EuGH stärkt Urlaubsanspruch

Stefani Dach, Fachanwältin für Arbeitsrecht

Zur Auslegung des Art. 7 der Richtlinie 2003/88/EG (Verpflichtung der Mitgliedsstaaten, die erforderlichen Maßnahmen zu treffen, damit jeder Arbeitnehmer einen bezahlten Mindesturlaub von 4 Wochen erhält) des Europäischen Parlaments und des Rates vom 04.11.2003 über bestimmte Aspekte der Arbeitszeitgestaltung und Art. 31 Abs. 2 der Charta der Grundrechte der EU (Jede:r Arbeitnehmer:in hat das Recht auf bezahlten Jahresurlaub):

– Der Urlaubsanspruch verfällt auch bei Langzeiterkrankten und erwerbsgeminderten Arbeitnehmern nicht nach 15 Monaten, wenn der Arbeitgeber es versäumt, auf den möglichen Verfall der Urlaubsansprüche aus dem Jahr, in dem die Arbeitnehmer vor ihrer Erkrankung oder Eintritt der Erwerbsminderung noch gearbeitet haben, hinzuweisen.
(Urteil des Europäischen Gerichtshofs vom 22.09.2022 – C-518/20 und C-727/20)

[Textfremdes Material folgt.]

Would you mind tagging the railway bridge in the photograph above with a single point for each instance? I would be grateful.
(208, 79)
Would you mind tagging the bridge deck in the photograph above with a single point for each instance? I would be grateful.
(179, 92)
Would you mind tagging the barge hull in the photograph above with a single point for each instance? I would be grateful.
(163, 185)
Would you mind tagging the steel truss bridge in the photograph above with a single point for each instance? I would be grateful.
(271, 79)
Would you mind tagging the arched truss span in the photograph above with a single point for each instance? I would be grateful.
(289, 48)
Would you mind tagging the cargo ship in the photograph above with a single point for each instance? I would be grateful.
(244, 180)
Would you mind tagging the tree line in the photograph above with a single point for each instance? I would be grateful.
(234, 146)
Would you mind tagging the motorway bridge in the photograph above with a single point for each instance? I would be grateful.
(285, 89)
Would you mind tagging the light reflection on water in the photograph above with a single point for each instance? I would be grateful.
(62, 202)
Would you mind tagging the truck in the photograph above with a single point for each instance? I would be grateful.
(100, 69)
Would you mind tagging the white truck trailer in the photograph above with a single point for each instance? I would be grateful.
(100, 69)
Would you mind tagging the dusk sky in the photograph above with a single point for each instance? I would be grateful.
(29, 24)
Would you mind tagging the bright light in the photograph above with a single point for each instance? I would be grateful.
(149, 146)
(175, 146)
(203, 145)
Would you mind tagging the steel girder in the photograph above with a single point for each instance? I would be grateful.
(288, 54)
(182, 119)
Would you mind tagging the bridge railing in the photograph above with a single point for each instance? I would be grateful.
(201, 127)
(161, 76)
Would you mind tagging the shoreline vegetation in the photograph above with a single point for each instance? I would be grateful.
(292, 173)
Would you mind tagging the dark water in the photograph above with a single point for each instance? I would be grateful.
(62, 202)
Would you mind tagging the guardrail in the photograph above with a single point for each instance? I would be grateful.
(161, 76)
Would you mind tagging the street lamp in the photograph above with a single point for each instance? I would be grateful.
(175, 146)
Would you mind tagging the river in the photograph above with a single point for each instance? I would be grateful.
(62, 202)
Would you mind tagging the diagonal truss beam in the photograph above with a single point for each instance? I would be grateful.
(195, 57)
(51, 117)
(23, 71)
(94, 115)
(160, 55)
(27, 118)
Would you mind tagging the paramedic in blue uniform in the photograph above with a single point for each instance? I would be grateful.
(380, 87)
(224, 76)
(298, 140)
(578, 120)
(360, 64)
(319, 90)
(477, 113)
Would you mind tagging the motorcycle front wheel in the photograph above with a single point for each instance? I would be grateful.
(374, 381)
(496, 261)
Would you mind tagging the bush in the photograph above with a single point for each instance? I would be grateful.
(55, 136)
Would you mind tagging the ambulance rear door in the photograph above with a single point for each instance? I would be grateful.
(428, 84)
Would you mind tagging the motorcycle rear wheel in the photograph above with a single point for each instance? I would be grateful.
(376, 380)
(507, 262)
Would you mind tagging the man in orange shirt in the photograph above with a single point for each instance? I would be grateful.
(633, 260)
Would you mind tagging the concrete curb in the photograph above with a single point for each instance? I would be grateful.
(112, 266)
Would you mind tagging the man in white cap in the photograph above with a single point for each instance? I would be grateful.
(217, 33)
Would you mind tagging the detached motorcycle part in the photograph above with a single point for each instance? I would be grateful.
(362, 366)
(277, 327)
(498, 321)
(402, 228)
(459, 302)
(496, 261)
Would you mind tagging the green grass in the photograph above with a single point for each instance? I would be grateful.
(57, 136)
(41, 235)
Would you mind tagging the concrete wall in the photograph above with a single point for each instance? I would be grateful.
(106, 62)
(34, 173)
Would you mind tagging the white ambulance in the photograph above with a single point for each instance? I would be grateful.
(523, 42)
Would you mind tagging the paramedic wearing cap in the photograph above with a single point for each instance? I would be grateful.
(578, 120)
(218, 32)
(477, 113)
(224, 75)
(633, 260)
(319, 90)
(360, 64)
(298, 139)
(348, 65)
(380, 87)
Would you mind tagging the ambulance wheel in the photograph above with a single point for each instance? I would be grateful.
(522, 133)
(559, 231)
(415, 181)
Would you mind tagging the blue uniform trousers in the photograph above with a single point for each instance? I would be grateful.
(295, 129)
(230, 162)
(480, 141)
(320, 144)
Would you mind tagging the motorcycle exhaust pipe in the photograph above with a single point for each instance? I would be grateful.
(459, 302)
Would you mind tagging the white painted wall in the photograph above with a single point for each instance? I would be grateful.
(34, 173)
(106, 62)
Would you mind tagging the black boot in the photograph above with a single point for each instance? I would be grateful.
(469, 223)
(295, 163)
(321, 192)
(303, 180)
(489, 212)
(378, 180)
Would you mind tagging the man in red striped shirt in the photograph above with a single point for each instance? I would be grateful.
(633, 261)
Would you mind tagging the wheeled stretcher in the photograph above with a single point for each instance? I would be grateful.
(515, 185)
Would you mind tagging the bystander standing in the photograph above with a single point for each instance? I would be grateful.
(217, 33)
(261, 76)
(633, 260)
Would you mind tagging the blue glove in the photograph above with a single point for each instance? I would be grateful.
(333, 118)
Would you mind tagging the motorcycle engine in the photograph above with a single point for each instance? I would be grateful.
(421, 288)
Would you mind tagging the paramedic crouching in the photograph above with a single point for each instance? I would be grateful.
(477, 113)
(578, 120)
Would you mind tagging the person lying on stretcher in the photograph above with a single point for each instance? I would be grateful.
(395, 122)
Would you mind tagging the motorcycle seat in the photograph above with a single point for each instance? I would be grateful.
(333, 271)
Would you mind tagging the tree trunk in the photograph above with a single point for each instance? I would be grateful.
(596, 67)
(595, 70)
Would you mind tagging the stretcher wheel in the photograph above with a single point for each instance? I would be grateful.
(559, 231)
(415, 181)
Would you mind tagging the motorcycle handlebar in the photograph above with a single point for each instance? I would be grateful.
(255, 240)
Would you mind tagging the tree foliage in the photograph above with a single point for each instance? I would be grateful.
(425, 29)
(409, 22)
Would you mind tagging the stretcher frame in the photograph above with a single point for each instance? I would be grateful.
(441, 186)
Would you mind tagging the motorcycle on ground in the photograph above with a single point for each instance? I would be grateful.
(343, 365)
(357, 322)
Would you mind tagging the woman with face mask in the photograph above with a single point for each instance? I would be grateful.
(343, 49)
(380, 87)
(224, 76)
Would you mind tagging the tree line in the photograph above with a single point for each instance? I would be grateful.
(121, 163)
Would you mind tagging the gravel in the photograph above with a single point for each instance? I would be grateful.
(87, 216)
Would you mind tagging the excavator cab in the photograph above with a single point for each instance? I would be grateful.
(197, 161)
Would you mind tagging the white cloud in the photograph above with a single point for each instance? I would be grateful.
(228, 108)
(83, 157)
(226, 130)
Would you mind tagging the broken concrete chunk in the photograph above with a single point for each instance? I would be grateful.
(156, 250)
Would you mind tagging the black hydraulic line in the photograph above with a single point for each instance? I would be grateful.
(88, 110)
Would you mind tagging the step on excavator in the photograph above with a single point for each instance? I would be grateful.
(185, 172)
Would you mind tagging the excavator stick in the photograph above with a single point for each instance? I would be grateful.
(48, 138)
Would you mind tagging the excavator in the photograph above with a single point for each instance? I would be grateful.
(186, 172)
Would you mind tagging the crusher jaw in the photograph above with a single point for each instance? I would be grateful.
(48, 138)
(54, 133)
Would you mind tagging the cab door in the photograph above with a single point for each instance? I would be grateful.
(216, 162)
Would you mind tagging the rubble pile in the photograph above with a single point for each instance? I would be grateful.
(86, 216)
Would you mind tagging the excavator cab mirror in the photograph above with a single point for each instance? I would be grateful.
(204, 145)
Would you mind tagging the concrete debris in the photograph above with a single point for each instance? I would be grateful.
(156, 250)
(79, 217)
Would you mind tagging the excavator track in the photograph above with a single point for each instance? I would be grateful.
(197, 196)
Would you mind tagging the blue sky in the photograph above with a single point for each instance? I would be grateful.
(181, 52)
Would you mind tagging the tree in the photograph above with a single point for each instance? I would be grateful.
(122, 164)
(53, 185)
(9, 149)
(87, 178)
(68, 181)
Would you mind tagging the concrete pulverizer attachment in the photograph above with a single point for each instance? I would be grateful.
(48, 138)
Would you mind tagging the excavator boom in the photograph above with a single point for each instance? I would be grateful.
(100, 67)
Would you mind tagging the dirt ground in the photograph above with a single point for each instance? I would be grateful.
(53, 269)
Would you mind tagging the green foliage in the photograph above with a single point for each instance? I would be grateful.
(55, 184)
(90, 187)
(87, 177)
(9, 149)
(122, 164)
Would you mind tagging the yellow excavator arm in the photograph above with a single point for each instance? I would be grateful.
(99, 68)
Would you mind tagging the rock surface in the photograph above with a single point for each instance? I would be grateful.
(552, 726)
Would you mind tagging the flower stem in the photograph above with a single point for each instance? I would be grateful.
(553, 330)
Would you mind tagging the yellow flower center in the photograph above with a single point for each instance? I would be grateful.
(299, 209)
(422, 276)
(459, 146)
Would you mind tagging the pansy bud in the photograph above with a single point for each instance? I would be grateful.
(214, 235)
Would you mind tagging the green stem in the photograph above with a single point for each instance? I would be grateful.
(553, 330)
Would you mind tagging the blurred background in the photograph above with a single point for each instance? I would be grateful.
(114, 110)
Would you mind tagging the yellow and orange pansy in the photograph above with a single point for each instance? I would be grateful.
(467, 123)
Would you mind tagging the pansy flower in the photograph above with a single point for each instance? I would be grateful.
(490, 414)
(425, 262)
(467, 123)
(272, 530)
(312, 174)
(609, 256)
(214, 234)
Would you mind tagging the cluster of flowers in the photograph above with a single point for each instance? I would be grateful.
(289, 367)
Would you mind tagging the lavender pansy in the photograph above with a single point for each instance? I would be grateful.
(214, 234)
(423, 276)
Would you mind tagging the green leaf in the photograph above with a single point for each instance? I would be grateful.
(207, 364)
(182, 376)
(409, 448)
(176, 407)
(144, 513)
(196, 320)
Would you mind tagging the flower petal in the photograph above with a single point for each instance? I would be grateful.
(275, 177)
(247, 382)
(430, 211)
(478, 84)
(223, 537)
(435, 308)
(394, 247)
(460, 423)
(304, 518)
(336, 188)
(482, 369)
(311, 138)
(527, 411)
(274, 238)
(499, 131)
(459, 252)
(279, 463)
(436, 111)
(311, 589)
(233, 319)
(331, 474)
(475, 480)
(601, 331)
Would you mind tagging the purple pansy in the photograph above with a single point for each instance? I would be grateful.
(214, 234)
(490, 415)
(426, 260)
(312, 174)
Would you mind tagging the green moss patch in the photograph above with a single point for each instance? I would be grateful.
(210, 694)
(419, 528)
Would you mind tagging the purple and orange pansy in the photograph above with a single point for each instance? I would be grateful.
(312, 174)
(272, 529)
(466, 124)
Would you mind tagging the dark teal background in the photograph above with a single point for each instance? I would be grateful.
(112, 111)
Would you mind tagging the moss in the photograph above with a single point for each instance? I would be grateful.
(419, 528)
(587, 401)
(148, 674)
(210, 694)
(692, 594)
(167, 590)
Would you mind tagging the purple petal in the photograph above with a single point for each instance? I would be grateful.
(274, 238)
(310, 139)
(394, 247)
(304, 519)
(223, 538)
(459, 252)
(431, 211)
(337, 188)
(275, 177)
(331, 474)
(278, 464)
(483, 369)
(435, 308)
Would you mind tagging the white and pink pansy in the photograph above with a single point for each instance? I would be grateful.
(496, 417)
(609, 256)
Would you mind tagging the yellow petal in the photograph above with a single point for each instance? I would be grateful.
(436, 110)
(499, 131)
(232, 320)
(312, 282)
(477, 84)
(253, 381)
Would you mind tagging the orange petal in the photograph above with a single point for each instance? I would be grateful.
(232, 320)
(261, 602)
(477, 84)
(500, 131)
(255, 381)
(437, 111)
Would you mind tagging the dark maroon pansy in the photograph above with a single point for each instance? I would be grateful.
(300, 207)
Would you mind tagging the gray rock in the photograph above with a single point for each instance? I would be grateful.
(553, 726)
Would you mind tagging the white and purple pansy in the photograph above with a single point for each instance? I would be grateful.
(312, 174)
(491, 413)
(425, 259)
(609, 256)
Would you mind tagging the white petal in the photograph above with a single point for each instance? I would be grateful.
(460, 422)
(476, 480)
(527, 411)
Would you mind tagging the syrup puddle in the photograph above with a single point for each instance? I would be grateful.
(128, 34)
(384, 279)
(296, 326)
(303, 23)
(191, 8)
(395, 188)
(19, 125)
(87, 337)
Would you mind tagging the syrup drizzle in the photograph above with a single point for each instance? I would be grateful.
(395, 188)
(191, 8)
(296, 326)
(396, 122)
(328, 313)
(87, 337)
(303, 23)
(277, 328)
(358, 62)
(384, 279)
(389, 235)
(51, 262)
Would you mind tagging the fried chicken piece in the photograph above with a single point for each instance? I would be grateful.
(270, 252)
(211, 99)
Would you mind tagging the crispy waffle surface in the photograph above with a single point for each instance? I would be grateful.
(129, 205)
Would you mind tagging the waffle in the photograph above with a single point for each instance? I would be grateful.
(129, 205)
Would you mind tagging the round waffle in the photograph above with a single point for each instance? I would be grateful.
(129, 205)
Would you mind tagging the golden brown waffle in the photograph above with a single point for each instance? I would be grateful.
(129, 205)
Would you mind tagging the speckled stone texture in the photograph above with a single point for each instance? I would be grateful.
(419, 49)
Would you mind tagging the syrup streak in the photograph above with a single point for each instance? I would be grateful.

– Ansprüche auf bezahlten Urlaub können zwar der dreijährigen Verjährungsfrist nach nationalem Recht unterliegen. Der Arbeitgeber kann sich aber nicht auf Verjährung berufen, wenn er den Arbeitnehmer nicht vorab in den jeweiligen Jahren in die Lage versetzt hat, den Urlaub tatsächlich zu nehmen.
(Urteil des Europäischen Gerichtshofs vom 22.09.2022 – C-120/21; Leitsätze der Verfasserin)

Gemäß § 7 Abs. 3 BUrlG ist Urlaub im laufenden Kalenderjahr zu nehmen. Eine Übertragung ist ggf. längstens bis Ende März des Folgejahres möglich.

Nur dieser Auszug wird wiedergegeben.